Now the difficult part: Getting back on the horse. I tried to channel Joe Bluhm and sketch it all out on the digital tablet but, no big surprise, I still suck at it. So I decided to print out the basic shapes image slap a blank sheet over it and sketch it the old fashioned way with a pencil. The result was even worse than my attempt with the tablet. In the spirit of comedy, I attach said sketch.



Discouraged I wadded up the sketch and gave up. I decided my time would be better served on something else that I'd postponed while working on the portfolio - playing The Bourne Conspiracy. I soon found that I suck at that too.


THE BREAKTHROUGH

It plagued my sleep that night, and I awoke at 7AM feeling artistic but having all but given up on the caricature project. Rather than do what I should, and delve into the new Creative Photoshop book I purchased recently, for some reason I found myself playing around with the comic book style that I'd used on a few designs earlier in the year. I never liked the one I had done of myself so I wanted to give it another try. Coincidentally, I chose to work off of the same reference photo I had used for the caricature. I played with that for most of the day, all the while ignoring this little "what if?" tingling somewhere in the back of my brain. When I finished, I was happy with the line art but was disgruntled when the coloring process made it turn out like some kind of police sketch of a serial killer. For some reason, as I was just about to redo the coloring from scratch, I decided to listen to the annoying little kernel of an idea that I had been tuning out, the "what if?" What if… I use the comic book style to render the line art rather than draw it freehand, then manipulate it afterwards to fit my desired exaggerations? You wouldn't think it a terribly out of the box solution, certainly not one that would have eluded me for 6+ months. Actually, I had thought of it before. I just didn't think it would work. I was certain that it would turn out just as the warped photos I mentioned above, freakish and unrecognizable.

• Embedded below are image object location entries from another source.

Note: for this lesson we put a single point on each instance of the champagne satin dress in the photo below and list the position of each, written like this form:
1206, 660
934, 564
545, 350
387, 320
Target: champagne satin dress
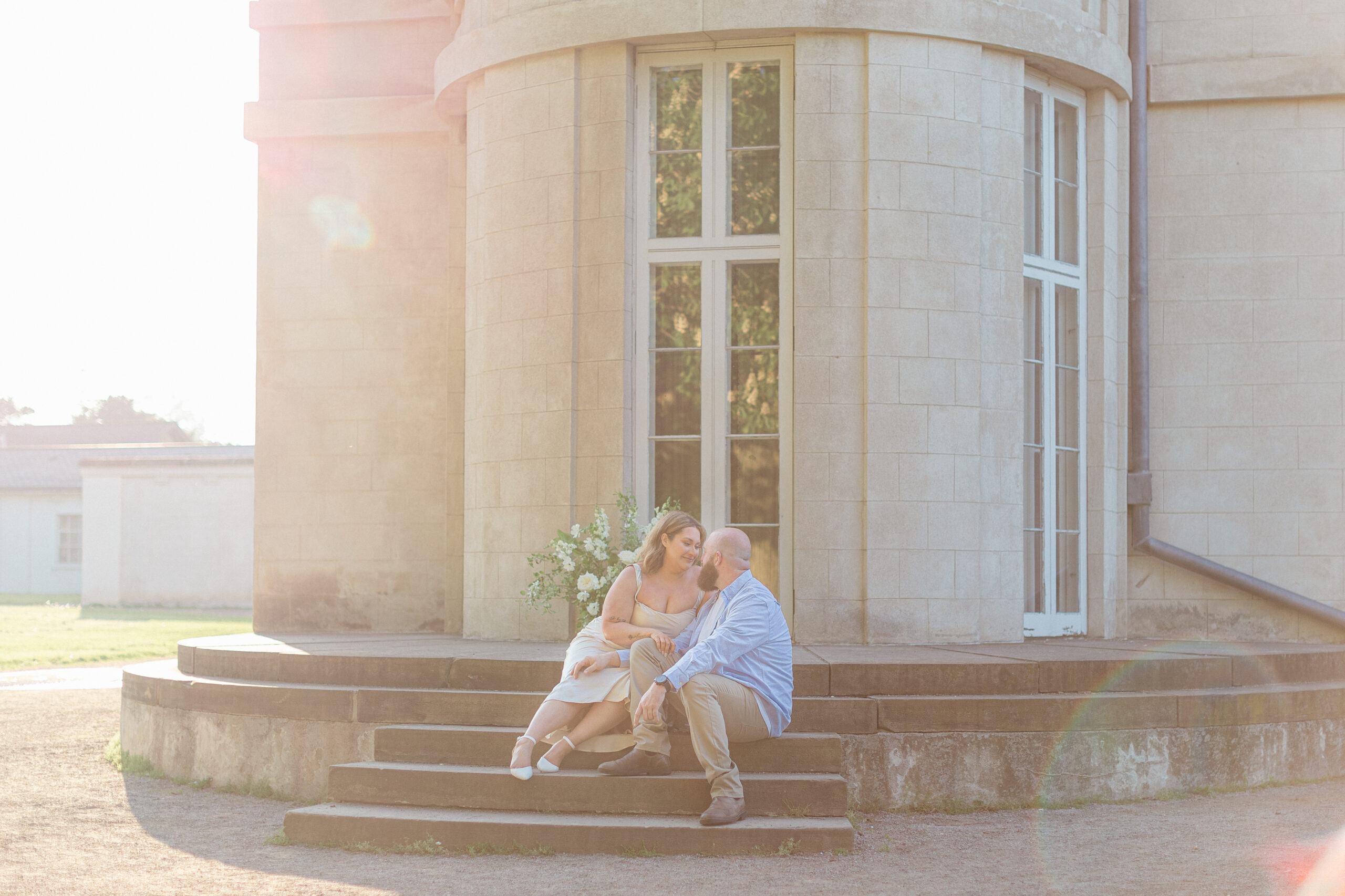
609, 684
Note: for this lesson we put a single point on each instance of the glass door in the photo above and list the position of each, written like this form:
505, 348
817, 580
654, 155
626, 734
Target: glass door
1055, 554
713, 317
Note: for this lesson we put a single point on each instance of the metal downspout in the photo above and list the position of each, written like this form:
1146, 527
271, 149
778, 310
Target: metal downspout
1140, 482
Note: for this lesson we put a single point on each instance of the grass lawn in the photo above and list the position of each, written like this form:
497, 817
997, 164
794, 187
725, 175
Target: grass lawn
37, 631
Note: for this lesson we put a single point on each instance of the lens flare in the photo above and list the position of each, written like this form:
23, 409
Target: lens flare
1144, 767
342, 222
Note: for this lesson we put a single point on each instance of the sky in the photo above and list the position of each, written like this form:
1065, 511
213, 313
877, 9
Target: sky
128, 210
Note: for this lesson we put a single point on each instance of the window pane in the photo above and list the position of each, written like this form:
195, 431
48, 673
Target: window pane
1032, 373
755, 392
755, 96
677, 194
755, 149
1033, 411
1067, 326
1067, 574
1067, 408
757, 192
1033, 489
677, 101
677, 306
677, 474
1032, 336
765, 556
1034, 569
677, 393
1067, 183
753, 481
1067, 490
1032, 164
755, 298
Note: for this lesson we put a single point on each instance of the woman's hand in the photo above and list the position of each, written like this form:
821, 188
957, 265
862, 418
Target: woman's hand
662, 642
596, 664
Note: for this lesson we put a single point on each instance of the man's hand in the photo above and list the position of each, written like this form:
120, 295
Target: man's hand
650, 704
596, 664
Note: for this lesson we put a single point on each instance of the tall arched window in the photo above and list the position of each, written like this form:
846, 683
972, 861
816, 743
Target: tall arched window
713, 293
1055, 559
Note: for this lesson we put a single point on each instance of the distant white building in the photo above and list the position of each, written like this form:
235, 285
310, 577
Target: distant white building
166, 524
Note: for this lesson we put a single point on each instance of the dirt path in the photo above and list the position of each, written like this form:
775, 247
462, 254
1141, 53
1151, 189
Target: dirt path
70, 825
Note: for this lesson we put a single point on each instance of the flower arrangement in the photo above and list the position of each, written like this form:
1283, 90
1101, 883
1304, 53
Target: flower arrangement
580, 566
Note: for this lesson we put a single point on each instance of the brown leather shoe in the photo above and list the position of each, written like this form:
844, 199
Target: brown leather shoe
726, 810
638, 762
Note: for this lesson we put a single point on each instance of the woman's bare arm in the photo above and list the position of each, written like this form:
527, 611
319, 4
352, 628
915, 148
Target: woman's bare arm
616, 615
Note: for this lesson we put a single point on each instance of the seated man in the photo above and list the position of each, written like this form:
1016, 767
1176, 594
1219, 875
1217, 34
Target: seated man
733, 680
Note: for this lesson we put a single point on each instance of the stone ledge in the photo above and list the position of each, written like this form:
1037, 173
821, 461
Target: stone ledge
894, 770
345, 118
1064, 668
565, 833
1266, 78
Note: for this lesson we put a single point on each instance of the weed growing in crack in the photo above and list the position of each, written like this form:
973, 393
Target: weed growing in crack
639, 852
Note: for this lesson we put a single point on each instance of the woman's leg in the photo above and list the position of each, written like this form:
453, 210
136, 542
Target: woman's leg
602, 717
551, 715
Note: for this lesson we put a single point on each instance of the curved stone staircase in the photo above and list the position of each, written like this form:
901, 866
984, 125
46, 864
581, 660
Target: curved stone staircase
408, 736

I decided to give it a try, but rather than manipulating the entire line art face, I would experiment with handling each separate element (nose, eyes, mouth etc.) individually. For example narrowing the head shape at the bottom while widening it at the top would have no effect whatsoever on the eyes. I even went so far as to break the face into hemispheres, so that if need be the right eye could differ from the left and so on. I began by creating each element with in a style similar to the comic book approach, but I made the lines more stylized and simple. Then I assembled the elements using the same basic shapes image I had made the night before. Manipulated each element as needed and voila…



I was pleasantly surprised with the results. My jaw and chin are more angular so I made some changes and then applied the base colors. It's a work in progress. I still need to render the shadows and highlights to make it more 3-dimensional(yet another process I have yet to perfect). I'll also do more of the body, at least a neck and collar. "NO FLOATING HEADS", the experts always say.



So all and all, in my opinion at least, its a success. Its more of the cartoony style of Hamernik rather than the more life like style of Joe Bluhm and Tom Richmond, but I'll attempt those after I play with this style some more. I'm curious to know what other people think. Is it a good likeness of me? Feel free to voice your opinions.